The journal is indexed in major databases and services used by researchers affiliated with JSTOR collections, Project MUSE, Web of Science, Scopus, ProQuest, and library catalogs such as those at Library of Congress, British Library, National Diet Library, and National Library of China. It is discoverable via platforms utilized by scholars at Yale, Stanford, MIT, University of Oxford, University of Cambridge, University of Toronto, McGill University, and Ecole Normale Supérieure.
Scholars at institutions like Harvard, Columbia, Princeton, UCLA, Peking University, Seoul National University, and University of Delhi cite the journal widely in monographs and textbooks published by presses such as Cambridge University Press, Oxford University Press, Routledge, Harvard University Press, and Stanford University Press. Debates published in its pages have influenced policy discussions in capitals including Washington, D.C., Beijing, New Delhi, Tokyo, and Seoul and have shaped curricula at SOAS, ANU, JNU, Hitotsubashi University, and National University of Singapore. Citation metrics place it among leading area studies journals alongside titles affiliated with Modern Asian Studies, Asian Survey, and China Quarterly.

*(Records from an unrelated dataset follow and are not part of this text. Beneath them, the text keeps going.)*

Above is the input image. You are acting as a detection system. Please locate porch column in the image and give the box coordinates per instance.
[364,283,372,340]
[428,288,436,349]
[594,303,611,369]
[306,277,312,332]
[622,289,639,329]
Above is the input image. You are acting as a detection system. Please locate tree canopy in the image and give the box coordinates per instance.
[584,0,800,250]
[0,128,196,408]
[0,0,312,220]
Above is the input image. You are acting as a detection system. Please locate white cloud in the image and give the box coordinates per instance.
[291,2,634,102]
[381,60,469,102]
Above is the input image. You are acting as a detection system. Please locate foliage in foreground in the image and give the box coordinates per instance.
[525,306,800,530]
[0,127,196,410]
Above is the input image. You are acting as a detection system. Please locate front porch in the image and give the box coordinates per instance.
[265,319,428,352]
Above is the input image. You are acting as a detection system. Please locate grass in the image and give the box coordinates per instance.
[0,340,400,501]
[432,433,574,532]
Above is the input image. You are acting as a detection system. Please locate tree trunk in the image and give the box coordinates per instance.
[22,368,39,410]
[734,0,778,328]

Notable contributions have addressed topics such as the archaeology of the Indus Valley Civilization, philological studies of Sanskrit and Classical Chinese, political analyses of Mao Zedong and Nehru, and cultural critiques examining Buddhism in Japan and Hinduism in South Asia. Special issues have focused on events and themes including Partition of India, the Cultural Revolution, Meiji Restoration, Asian diasporas in the Americas, Colonialism and nationalism in Asia, and environmental histories tied to the Ganges, Yangtze River, Huang He, Mekong River, and Brahmaputra River. Landmark articles engaged debates around sources such as the Mahayana Sutras, Vedas, Analects, Talmud-comparative studies, and archival materials from collections in London, Paris, Beijing, New Delhi, and Tokyo.